Blofeld’s plot is more or less the same, except instead of targeting Great Britain and Ireland, he’s going after the world’s food supply. The twelve young women, not ten as per the novel, are from around the world, though Ruby remains British. Bond’s escape follows the novel’s version, though details are lost due to the change to a visual medium. Bond does run into Tracy, though the chase scene is more elaborate than in the book; the demolition derby was not in the novel.

Bond’s return to England is cut completely. Instead of reporting to M and getting various departments involved, Bond contacts Draco to get an assault team together to storm Piz Gloria, more or less as per the novel. Again, some details are condensed for time purposes, but once at Piz Gloria, the assault plays out as per the novel.

The movie also dropped a character. Bond’s secretary, Mary Goodnight, isn’t a significant character, but she does handle some of the paperwork needed.

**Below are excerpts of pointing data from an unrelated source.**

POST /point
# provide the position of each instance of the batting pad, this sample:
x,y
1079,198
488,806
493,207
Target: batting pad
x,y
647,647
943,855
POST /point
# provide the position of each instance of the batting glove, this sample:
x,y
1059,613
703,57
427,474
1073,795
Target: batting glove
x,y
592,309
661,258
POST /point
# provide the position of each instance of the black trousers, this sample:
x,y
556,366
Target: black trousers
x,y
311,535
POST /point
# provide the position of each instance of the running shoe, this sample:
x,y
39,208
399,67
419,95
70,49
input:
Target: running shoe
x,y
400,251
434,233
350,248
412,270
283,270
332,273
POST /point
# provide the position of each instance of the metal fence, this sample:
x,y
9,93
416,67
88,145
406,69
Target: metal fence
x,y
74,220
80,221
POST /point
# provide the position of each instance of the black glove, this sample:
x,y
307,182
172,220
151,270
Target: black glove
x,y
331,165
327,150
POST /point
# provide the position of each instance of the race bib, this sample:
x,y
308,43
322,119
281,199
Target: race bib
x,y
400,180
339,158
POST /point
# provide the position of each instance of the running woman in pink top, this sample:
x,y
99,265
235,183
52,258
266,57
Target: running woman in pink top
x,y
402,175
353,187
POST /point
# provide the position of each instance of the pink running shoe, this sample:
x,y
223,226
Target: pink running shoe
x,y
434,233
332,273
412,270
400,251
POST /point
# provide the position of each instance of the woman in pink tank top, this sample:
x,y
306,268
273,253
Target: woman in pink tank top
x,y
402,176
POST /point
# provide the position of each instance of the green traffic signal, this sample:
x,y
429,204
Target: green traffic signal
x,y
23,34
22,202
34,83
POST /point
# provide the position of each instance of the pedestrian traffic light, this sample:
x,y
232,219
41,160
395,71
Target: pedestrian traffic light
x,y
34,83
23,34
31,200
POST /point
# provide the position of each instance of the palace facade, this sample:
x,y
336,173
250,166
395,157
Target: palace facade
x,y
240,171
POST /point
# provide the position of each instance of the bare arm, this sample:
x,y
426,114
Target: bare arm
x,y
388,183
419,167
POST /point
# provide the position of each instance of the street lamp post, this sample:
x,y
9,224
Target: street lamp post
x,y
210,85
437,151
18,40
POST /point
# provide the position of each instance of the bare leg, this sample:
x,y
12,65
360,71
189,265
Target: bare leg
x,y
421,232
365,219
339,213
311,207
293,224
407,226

Moneypenny instead appears as M’s secretary, as usual, mainly thanks to having Lois Maxwell available. Goodnight will make her film debut in The Man with the Golden Gun.

OHMSS is George Lazenby’s only outing as 007. Sean Connery retired from being Bond after You Only Live Twice, but would return for Diamonds Are Forever in1971, thus having the same problem 007 had in leaving the service. The opening sequence calls out the new 007 with the line, “This never happened to the other fellow.

Most of the differences between novel and film come from the change to a visual medium. A novel’s pace allows for more introspection by the main character, more details added to explain how the various moving parts work together. However, a movie audience isn’t going to sit still for a discussion on how the various parts of the British bureaucracy fit together. Likewise for an in-depth explanation of European organized crime. It’s enough to state that Draco is a crime lord and has connections.

OHMSS is back to basics for Bond. No gadgets, in fact, going undercover as Sir Hilary Bray meant leaving the gadgets and gun behind. With a new Bond, it’s a chance to show another side of Bond. The 007s of Roger Moore, Timothy Dalton, and Pierce Brosnan all paid respect to Tracy in one way or another during their time. On Her Majesty’s Secret Service is a key film in the EON continuity, despite Lazenby only being a one-time Bond.